- Cities can apply the lessons they have learned from deploying 5G when preparing their infrastructure for autonomous vehicles (AVs), an expert said Thursday.
- David Schutt, CEO of engineering organization SAE International, said cities can build on what they have learned through 5G preparations, which has involved installing small cell infrastructure, and do something similar for AVs by preparing and improving their existing infrastructure while introducing new technology to help cars communicate with traffic signals and each other.
- “What we need to do is find ways as technology evolves, what infrastructure is laid that can adapt and respond,” Schutt said at an event in Washington, DC hosted by media company Axios. “The telecommunications industry has been doing this with cellphones: 2G, 3G and 5G now coming out. We're going to have to have a similar approach in the infrastructure. It's a big investment.”

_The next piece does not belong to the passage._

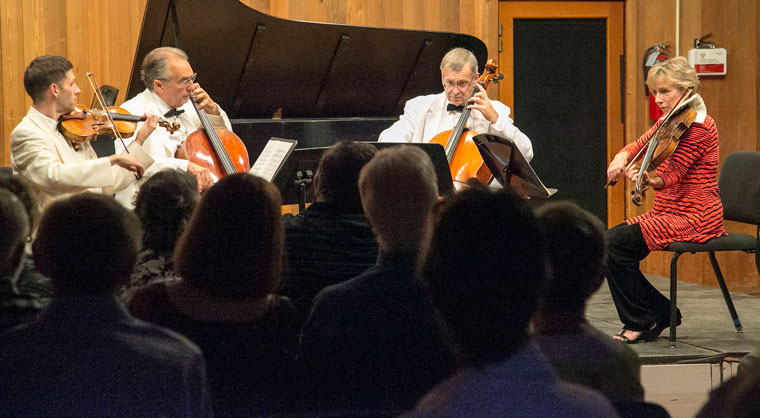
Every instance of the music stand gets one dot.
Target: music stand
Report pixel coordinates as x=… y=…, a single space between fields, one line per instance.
x=295 y=177
x=509 y=167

The growth of 5G in cities has been largely driven by telecom companies who are all jostling for a position as a leader in the technology. The future of AVs is just as hazy, as companies carry out tests in closed facilities with only rare sojourns onto public streets. And those public tests, while avoiding being noteworthy, have resulted in some tragic accidents including the death of a pedestrian struck by an autonomous Uber in Tempe, AZ. To quell residents’ concerns, Schutt recommended "engaging the public, learning what their concerns are, what their fears are and most importantly getting facts on the table and good solid data."

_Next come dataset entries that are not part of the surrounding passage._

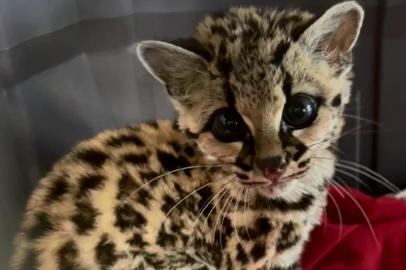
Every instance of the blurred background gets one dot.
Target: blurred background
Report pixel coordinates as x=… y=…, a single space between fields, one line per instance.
x=66 y=74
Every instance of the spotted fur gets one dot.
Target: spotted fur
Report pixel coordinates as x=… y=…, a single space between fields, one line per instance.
x=170 y=196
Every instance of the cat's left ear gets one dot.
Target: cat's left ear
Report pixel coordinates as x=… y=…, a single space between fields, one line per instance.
x=335 y=32
x=177 y=68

Schutt on how far along autonomous vehicle technology is right now: “We’re in the first inning of a very exciting baseball game.” pic.twitter.com/Pld87EJfVI— Axios (@axios) September 13, 2018
But Schutt urged cities to be thinking about how to prepare themselves and their infrastructure for AVs, although he noted the uncertainty in the industry that may prevent some cities from moving too fast before they know what will happen. "It's a massive infrastructure that has to be developed,” he said. "We're getting a lot of questions from city mayors and organizations like that, what technology should we put down into the road? There really is no singular answer to that."

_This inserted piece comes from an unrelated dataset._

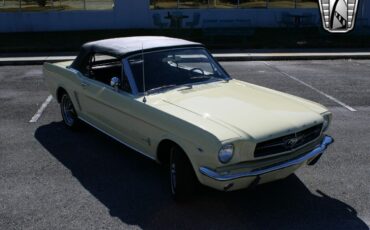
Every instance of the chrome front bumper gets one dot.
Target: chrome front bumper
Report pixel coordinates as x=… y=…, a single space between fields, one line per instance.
x=316 y=153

And that uncertainty has bled into the regulatory process at the federal, state and local levels. The U.S. House of Representatives passed the SELF DRIVE Act just over a year ago but have seen efforts in the U.S. Senate to pass the companion AV START Act stall on the floor. Schutt said uncertainty and the patchwork of state laws that have tried to fill the void has been "a good thing in the sense that we have multiple approaches and we're testing the different approaches for what can work. We're learning from different places what works well and what may not work as well."
But in separate remarks, Rep. Bob Latta, R-OH, disagreed. Latta, who was part of a group of House Republicans that called on the Senate to move on AV legislation at a press conference last week, said the United States must stay a world leader in the technology, and to do that must pass federal regulations.
"We have to get it done, because if we want the technology being produced here in the United States, we want to have jobs here in the United States, we want to make sure that it's here, not someplace else," Latta said. "We have a patchwork, but we want to make sure we have a federal standard out there."